A new United Nations study says that Afghanistan, the world's largest opium producer, has become a leading consumer of its own narcotics. It says that about a million Afghans, or 8 percent of the war-shattered country's total population, is suffering from drug addiction.

Deputy Chief of U.N Assistance Mission in Afghanistan (UNAMA), Robert Watkins, released the survey at a news conference in Kabul Monday and described its findings as alarming. He said the overall figures are probably higher because cultural restraints in Afghan society did not allow the survey to cover women and children.

Watkins said the growing addiction problem in Afghanistan is having a devastating effect on social development in the country. The survey found there are at least 350,000 heroin and opium addicts in the country, representing a 75 percent increase since 2005.

"Eight percent, mostly young [and] mostly male, are affected by this problem, and as we also learned very much running inside families. Parents who don't have means to provide medicine for their children will use narcotics as a way of softening the pain," Watkins said, "[And] the discomfort that the children are experiencing as a result of whatever their illness may be and, consequently, making new drug addicts."

Citing the survey findings, Watkins said that 50 percent of Afghanistan's opium-using parents give the drug to their own children. It is also worrying, he added, that drug use within the Afghan police force is also very high.

"The report shows that between 12 and 41 percent of Afghan police recruits test positive for some kind of drug addiction. Clearly, we are not just concerned about the safety, security and well being of those individuals, but we are concerned about the safety, security and well being of an entire nation," Watkins said.

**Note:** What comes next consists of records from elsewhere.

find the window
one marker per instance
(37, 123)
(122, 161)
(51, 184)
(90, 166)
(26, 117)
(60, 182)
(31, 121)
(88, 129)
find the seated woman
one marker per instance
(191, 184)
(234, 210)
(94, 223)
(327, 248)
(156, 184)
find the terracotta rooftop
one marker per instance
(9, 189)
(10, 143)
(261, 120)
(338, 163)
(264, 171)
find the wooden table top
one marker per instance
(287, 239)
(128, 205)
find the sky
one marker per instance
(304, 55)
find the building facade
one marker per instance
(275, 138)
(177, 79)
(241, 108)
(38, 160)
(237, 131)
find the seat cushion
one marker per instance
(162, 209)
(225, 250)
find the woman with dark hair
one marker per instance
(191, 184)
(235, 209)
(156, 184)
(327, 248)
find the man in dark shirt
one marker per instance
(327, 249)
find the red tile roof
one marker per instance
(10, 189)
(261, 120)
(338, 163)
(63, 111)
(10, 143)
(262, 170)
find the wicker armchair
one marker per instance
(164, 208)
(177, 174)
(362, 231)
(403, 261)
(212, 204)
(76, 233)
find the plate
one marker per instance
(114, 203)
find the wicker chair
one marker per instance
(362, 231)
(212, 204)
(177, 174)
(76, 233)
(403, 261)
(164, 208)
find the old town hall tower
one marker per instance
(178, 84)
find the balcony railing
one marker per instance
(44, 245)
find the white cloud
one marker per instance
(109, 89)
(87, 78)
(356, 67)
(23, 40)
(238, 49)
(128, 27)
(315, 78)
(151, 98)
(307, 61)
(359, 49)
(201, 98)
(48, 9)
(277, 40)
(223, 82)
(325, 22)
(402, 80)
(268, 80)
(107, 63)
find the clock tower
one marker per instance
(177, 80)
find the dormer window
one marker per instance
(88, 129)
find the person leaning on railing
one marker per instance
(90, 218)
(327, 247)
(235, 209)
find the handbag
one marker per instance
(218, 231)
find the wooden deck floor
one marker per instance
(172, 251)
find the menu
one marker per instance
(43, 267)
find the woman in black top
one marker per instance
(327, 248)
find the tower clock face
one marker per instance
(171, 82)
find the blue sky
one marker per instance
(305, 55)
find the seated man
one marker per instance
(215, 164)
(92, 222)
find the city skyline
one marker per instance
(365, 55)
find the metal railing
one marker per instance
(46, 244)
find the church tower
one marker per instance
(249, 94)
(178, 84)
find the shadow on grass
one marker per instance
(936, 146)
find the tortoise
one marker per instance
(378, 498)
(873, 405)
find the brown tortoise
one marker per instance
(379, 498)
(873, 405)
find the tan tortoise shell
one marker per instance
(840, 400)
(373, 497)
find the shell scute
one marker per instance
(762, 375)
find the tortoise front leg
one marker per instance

He added the survey also showed that drug abuse treatment facilities and services are clearly far from sufficient.

"There is a huge treatment gap with only 40 percent of structured drug treatment centers in 21 provinces, which means that some 700,000 people who are willing and trying to overcome their addiction are unable to get any kind of assistance."

U.N. officials blame the growing drug addiction problem on three decades of war-related trauma, unlimited availability of cheap narcotics and limited access to treatment. The U.N. report called for more effective international anti-drug efforts to help the Afghan government and the population to overcome the growing problem.

Afghanistan is the world's biggest producer of opium, from which heroin is derived. More than half of the illicit crop is cultivated in southern provinces of the country, where Taliban insurgents are most active.